Aucun.e athlète olympique ne peut exercer son droit à la liberté d’expression pendant les Jeux. Parce qu’ils.elles pourraient tout à coup manquer à l’appel. Parce qu’ils.elles peuvent être maltraité.e.s. Il suffit de constater les conditions inhumaines dans lesquelles sont déjà détenu.e.s les athlètes en isolement. Les autorités chinoises ont même pris la peine de proférer des menaces à l’encontre de ceux ou celles qui veulent exprimer une opinion.

Politisation du sport ?

La Chine n’est pas seule à être obsédée par la censure de la liberté d’expression. Le CIO s’est acharné à séparer politique et sport, exigeant des athlètes qu’ils.elles évitent de manifester leurs convictions politiques. Selon cette logique, les JO ne peuvent être un événement politique, ce que le professeur de l’U d’O qualifie de « grotesque » et « du plus bel exemple de cynisme ». 

La tenue des jeux représente un geste politique et la sélection du pays hôte est très géopolitique. En permettant à la Chine d’accueillir les JO, on ne fait que renforcer sa position économique et politique sur la scène internationale. 

Le président du CIO quant à lui rappelle, lors d’une conférence de presse tenue la semaine dernière, qu’il incombe à l’organisation de ne pas se mêler des affaires des États pour trancher des différends politiques. Selon lui, les JO existeraient seulement entre les pays aux mêmes idéologies si le CIO se prononçait sur des questions politiques. Selon le journaliste Yves Boisvert, la « neutralité » a un coût en l’occasion des JO 2022 : la complicité avec une dictature célèbre pour la violation perpétuelle des droits humains.

L’empire de Xi Jinping a voulu lui aussi dénoncer la politisation des Jeux et a accusé les pays occidentaux ayant boycotté diplomatiquement les JO, d’avoir dérogé à l’esprit sportif des JO en se livrant à des « manœuvres politiques ». Ce pays revendique le fait que les jeux ne sont pas une question politique, mais elle a également désigné Dinigeer Yilamujiang, un musulman ouïgour, comme l’un des porteurs de flambeau lors des cérémonies d’ouverture. Pas politique ? Le symbolisme et le sens politique sont impossibles à ignorer. Yilamujiang avait-il même le moindre choix en la matière ? Sûrement pas. 

Canada en action

Il est évidemment trop tard pour retirer les Jeux à la Chine. Cependant, un moment marquant de ces épreuves olympiques a été la résistance ainsi que les gestes politiques posés par certains pays dont le Canada. En effet, celui-ci s’est joint à un ensemble de pays occidentaux comptant les États-Unis, le Royaume-Uni, la Nouvelle-Zélande, l’Australie, la Lituanie, et le Japon qui ont refusé d’envoyer des représentant.e.s politiques à Pékin. Un boycott diplomatique. 
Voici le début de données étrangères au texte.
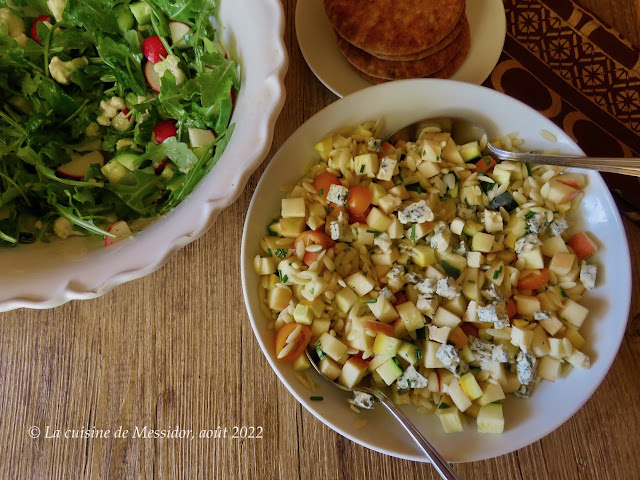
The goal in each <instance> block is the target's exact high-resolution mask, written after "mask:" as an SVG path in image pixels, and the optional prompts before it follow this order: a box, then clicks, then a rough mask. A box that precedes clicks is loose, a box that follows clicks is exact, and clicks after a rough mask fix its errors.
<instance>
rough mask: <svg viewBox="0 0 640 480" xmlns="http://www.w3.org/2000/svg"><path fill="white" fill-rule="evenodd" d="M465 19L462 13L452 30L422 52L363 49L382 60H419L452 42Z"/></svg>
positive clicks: (462, 27) (462, 23) (454, 39)
mask: <svg viewBox="0 0 640 480" xmlns="http://www.w3.org/2000/svg"><path fill="white" fill-rule="evenodd" d="M466 21H467V16H466V15H465V14H462V16H461V17H460V20H459V21H458V23H456V26H455V27H453V30H451V32H449V33H448V34H447V36H446V37H444V38H443V39H442V40H440V41H439V42H438V43H436V44H435V45H434V46H433V47H430V48H427V49H426V50H423V51H422V52H417V53H410V54H409V55H385V54H383V53H375V52H369V51H367V50H365V51H366V52H367V53H370V54H371V55H373V56H374V57H378V58H381V59H383V60H391V61H393V62H408V61H411V60H420V59H422V58H424V57H428V56H430V55H433V54H434V53H438V52H439V51H440V50H443V49H444V48H445V47H446V46H447V45H449V44H450V43H451V42H453V41H454V40H455V39H456V37H457V36H458V35H459V34H460V32H461V31H462V29H463V28H464V24H465V23H466Z"/></svg>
Malgré que ce soit un « geste symbolique », relève Laliberté, « au regard de l’histoire […] on va s’en souvenir qu’il y avait des gens qui se sont tenus du côté [des citoyen.ne.s chinois.e.s victimes du régime] ». De toute évidence, il est possible d’en faire plus. Pourquoi le Canada n’a-t-il pas procédé à un boycott complet des JO s’il tient les droits humains en si haute estime ? Est-ce qu’il va limiter ses affaires commerciales avec la Chine ?

Nous devons reconnaître que ce boycott constitue une critique claire du gouvernement chinois par le gouvernement canadien. Celui-ci a déjà fermé les yeux à plusieurs reprises devant les atrocités commises par les autorités chinoises, leur donnant carte blanche pour assurer la prospérité économique. Cette fois-ci, le Canada n’est plus timide, il défend des valeurs universelles concernant les droits de la personne et c’est quelque chose qui se doit d’être souligné.
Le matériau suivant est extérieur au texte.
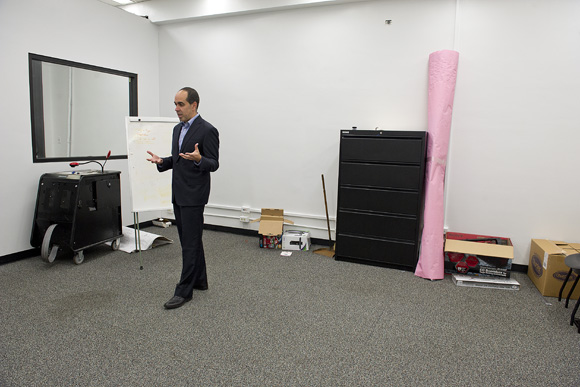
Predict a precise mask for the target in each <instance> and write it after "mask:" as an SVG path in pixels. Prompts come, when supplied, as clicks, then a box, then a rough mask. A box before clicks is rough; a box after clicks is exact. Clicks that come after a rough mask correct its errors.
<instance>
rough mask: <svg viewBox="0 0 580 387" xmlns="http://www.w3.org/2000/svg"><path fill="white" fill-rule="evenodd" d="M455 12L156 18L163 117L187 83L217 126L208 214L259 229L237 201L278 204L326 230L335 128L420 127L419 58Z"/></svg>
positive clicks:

Ce geste a également une portée car selon Laliberté, les relations sino-canadiennes ne peuvent pas être pires qu’elles le sont actuellement depuis l’affaire Meng Wanzhou. Serait-ce le signe d’une remise en cause des approches envers la Chine par le Canada et des des autres pays boycotteurs qui croient aux mêmes valeurs démocratiques ? Nous l’espérons.

Une éthique fondamentale doit intervenir plus tôt la prochaine fois. Dans sa chronique, Boisvert demande « tiendrait-on les JO dans un Afghanistan dirigé par des talibans ? ». Certainement pas. Il devrait en être de même pour la Chine totalitaire de Xi Jinping.